Unfortunately, the Velvet got to it first, maybe 20 years before I was born.

And they did it better than I ever could. They got Andy Warhol to do the banana.

The Velvet is extremely versatile. Their first two discs reek with distortion and are the complete foil of the usual brand of music of their time= the quintessal hippie "love rock".
Lou Reed (this was back in the day, when he was cool, remember), the author of most of their songs, writes about scoring heroin, sado-masochism, and, well, heroin, all on the first album, The Velvet Underground and Nico.

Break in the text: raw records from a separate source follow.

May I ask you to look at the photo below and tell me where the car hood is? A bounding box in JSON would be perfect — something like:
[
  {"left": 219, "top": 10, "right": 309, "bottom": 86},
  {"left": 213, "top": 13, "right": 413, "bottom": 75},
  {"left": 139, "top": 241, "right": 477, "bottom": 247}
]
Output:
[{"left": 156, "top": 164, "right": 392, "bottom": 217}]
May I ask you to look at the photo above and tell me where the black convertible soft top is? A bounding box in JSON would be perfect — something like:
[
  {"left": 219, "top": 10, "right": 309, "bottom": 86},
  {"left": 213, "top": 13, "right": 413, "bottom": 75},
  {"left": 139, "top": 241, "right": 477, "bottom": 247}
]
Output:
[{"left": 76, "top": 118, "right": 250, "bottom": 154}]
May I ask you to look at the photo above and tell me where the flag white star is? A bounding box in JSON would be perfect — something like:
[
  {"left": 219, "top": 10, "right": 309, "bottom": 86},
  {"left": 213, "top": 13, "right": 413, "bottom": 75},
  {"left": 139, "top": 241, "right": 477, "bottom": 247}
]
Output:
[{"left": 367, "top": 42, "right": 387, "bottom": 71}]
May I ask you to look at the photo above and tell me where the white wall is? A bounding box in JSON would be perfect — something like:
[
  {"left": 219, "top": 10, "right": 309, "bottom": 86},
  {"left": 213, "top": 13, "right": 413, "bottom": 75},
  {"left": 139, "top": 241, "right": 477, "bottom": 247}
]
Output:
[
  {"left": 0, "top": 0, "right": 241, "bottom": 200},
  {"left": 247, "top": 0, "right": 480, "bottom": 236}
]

Their second album White Light/ White Heat, is the ugliest, most intense album I've ever heard. It's like the Doors's Oedipedal thriller, "The End", throughout all 5 songs (which, by the way, are at least 8 minutes long each. Which adds up to more time on that single disc than a crappy pop band's forty minutes of "oh, baby, I love you" seventeen times in a single song. You get fifty minute's worth of interesting, complex music.)

My favorite VU album is their third album, The Velvet Underground. (Their songs score more points for originality than their title on this album.)It's different than the previous two, because, well, the distortion is suddenly... gone. Every note is clear and pretty. It doesn't hurt to have my favorite song on it, "Pale Blue Eyes".

Their final disc, Loaded, is a more conventional rock disc. I don't like it. But that's ok too.